Monday 28 January 2019

Monday Morning Briefing: Tax cut has no major impact on business capex plans

Highlights

The Trump administration’s $1.5 trillion cut tax package appeared to have no major impact on businesses’ capital investment or hiring plans, according to a survey released a year after the biggest overhaul of the U.S. tax code in more than 30 years. “A large majority of respondents, 84 percent, indicate that one year after its passage, the corporate tax reform has not caused their firms to change hiring or investment plans,” said The National Association of Business Economics’ President Kevin Swift.

Trump expressed skepticism on Sunday that U.S. lawmakers seeking to avoid another government shutdown could reach a deal on border security that he would accept, as he renewed his vow to build a wall on the southern border with Mexico.

“Of course we don’t seek a permanent military presence in Afghanistan,” an official said in the capital Kabul. The senior U.S. government official, speaking after six days of talks between a U.S. team and the Afghan Taliban, said that Washington was committed to the withdrawal of foreign forces from Afghanistan after 17 years of war.

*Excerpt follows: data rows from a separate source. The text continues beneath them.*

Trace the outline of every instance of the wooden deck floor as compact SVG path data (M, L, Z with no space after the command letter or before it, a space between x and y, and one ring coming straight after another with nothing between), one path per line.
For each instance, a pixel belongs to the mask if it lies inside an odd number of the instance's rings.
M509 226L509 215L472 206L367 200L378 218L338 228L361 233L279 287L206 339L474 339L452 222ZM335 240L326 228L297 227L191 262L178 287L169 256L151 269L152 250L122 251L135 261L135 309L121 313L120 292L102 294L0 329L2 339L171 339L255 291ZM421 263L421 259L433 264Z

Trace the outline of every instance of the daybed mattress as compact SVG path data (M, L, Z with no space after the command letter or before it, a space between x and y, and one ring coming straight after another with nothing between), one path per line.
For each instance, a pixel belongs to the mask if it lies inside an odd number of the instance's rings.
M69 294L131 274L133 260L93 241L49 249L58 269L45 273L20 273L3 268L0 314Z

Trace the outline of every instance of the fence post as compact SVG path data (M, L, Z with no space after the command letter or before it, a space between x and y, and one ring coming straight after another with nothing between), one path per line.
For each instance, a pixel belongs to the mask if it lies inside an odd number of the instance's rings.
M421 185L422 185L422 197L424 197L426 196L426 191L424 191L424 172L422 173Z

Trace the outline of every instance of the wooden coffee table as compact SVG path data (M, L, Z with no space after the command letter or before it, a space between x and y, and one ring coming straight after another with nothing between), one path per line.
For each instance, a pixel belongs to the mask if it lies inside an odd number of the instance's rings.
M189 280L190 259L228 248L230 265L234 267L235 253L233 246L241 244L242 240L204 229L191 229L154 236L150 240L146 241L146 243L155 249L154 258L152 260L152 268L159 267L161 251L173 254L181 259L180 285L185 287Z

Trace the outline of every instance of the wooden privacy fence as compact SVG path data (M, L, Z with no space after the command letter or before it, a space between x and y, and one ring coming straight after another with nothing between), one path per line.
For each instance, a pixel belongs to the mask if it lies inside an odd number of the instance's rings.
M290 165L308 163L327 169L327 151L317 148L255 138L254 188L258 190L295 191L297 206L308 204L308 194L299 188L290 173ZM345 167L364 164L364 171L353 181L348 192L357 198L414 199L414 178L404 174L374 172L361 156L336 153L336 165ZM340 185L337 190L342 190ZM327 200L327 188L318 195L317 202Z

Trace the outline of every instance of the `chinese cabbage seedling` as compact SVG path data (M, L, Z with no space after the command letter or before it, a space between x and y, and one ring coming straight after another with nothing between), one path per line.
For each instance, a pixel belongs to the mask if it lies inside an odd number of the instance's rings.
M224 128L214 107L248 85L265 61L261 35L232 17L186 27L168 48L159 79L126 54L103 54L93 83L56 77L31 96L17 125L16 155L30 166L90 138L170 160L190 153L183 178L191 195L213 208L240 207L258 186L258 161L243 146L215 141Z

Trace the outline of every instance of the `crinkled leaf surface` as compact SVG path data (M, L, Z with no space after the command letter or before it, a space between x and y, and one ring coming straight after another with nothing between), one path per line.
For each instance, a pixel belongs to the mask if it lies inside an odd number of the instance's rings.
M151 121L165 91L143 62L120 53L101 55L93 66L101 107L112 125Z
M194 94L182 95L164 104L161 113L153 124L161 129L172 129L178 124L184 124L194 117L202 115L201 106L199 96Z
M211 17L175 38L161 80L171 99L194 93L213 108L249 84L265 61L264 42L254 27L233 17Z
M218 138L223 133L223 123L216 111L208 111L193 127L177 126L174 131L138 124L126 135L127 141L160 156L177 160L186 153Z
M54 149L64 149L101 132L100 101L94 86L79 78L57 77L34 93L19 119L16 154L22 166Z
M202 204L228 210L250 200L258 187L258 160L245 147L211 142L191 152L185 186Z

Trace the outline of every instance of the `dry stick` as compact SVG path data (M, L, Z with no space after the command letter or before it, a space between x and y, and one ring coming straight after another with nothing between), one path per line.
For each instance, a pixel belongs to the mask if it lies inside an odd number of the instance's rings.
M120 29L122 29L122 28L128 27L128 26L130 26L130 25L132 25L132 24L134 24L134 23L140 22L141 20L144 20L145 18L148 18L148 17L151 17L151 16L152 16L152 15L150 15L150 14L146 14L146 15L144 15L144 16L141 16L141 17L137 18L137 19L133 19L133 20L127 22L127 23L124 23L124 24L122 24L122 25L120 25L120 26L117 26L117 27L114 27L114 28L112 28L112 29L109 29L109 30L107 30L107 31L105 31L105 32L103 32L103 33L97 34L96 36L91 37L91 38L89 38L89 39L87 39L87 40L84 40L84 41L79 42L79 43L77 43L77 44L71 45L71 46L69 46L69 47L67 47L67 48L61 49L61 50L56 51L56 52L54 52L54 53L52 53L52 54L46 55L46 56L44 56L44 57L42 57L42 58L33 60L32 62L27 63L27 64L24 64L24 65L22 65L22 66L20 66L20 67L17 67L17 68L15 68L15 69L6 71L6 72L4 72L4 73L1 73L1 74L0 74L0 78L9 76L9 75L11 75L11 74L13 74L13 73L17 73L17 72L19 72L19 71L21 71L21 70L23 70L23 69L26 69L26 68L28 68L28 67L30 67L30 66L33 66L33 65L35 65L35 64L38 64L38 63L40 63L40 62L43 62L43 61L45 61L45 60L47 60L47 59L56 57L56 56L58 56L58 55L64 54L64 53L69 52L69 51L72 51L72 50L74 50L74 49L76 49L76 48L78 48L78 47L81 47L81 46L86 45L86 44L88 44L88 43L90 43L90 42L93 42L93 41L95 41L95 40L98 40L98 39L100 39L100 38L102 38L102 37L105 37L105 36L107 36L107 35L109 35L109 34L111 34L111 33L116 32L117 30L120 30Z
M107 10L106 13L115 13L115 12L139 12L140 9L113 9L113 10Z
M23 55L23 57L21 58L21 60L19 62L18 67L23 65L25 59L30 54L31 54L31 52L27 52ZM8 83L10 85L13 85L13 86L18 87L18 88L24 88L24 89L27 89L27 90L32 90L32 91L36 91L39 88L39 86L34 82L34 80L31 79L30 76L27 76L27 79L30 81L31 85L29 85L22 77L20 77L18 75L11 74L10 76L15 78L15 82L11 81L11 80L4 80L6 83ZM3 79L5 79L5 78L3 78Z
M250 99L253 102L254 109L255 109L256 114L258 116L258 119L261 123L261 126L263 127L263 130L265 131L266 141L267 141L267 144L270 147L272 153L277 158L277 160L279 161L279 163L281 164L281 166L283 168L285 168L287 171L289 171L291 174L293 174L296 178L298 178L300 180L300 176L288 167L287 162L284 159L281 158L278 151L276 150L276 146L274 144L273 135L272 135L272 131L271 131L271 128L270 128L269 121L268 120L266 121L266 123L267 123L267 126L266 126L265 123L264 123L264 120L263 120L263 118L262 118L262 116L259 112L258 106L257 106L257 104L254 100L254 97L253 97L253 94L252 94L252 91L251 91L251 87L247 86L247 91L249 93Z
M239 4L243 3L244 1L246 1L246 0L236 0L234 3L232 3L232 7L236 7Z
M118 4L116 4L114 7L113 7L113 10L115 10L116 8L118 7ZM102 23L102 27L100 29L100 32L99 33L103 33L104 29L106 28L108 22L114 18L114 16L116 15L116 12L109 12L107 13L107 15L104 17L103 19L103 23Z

President Trump’s administration lifted sanctions on the core empire of Russian tycoon Oleg Deripaska, including aluminum giant Rusal and its parent En+, despite a Democrat-led push to maintain them. The move, which sent the Russian stock index to an all-time high, has watered down the toughest penalties imposed since Moscow’s 2014 annexation of Crimea, following a lobbying campaign in the United States that lasted almost 10 months.

World

Grief over the hundreds of Brazilians feared lost in a mining disaster has quickly hardened into anger as victims’ families and politicians say iron ore miner Vale SA and regulators have learned nothing from the recent past.

Venezuelan President Maduro, is confronting an unprecedented challenge to his authority after opposition leader Juan Guaido declared himself interim president, citing a fraudulent election. Guaido has won wide international support and offers amnesty to soldiers who join him. Maduro oversaw a display of the army’s Russian hardware on Sunday, with anti-aircraft flak and tank rounds pounding a hillside to show military force and loyalty in the face of an international ultimatum for new elections.

Who is behind the Philippine church bombings? Philippines security forces investigating a deadly twin bombing at a church on a predominantly Muslim southern island. Twenty people were killed and more than 100 wounded in Sunday’s attack on Jolo island, shocking a region that only days earlier delivered a resounding “yes” in a plebiscite on greater autonomy for the Muslim-dominated south.

Hundreds of taxis blocked a central traffic artery in Madrid during Monday’s morning rush hour, in their biggest show of strength yet as a protest seeking tighter regulation of Uber and other ride-hailing services entered its second week. The city’s taxi drivers started the protests last week against the private services, which offer rides that often undercut taxi prices and can be hailed via the internet rather than in the street.

 

Two @Reuters journalists have been imprisoned in Myanmar since Dec. 12, 2017. See our coverage of the case: https://reut.rs/2Qc7QFT

8:10 AM - 28 Jan 2018

Business

Long winter's nap? Global slowdown, market fears could extend Fed pause

Ebbing global growth and shaky financial markets threw the Federal Reserve off course in early 2016, and it took nearly a year for officials to regain confidence growth would continue and convince investors they would again raise interest rates.

6 min read

Breakingviews - Chinese markets may wait longer for bold changes

China’s stock markets could use a more ambitious overseer. State media reported over the weekend that the head of the country’s securities regulator, Liu Shiyu, would be replaced by Yi Huiman, Industrial and Commercial Bank of China’s chairman. Stability often took precedence over bigger changes under Liu, an approach that achieved only mixed results, writes Christopher Beddor.

3 Min Read

You're hired! Thai startup fills gap in tech talent recruiting

When app developer Sattha Puangput was looking to move from a startup to a new role, he updated his profile on GetLinks, a website that pairs technology professionals with companies looking to beef up their tech teams. Chinese tech giant Alibaba, Thai conglomerate Siam Cement Group and Australian employment marketplace SEEK Group participated in a funding round for GetLinks last year which raised “eight figures” in U.S. dollars, said 26-year-old French-born Djoann Fal who is the startup’s co-founder.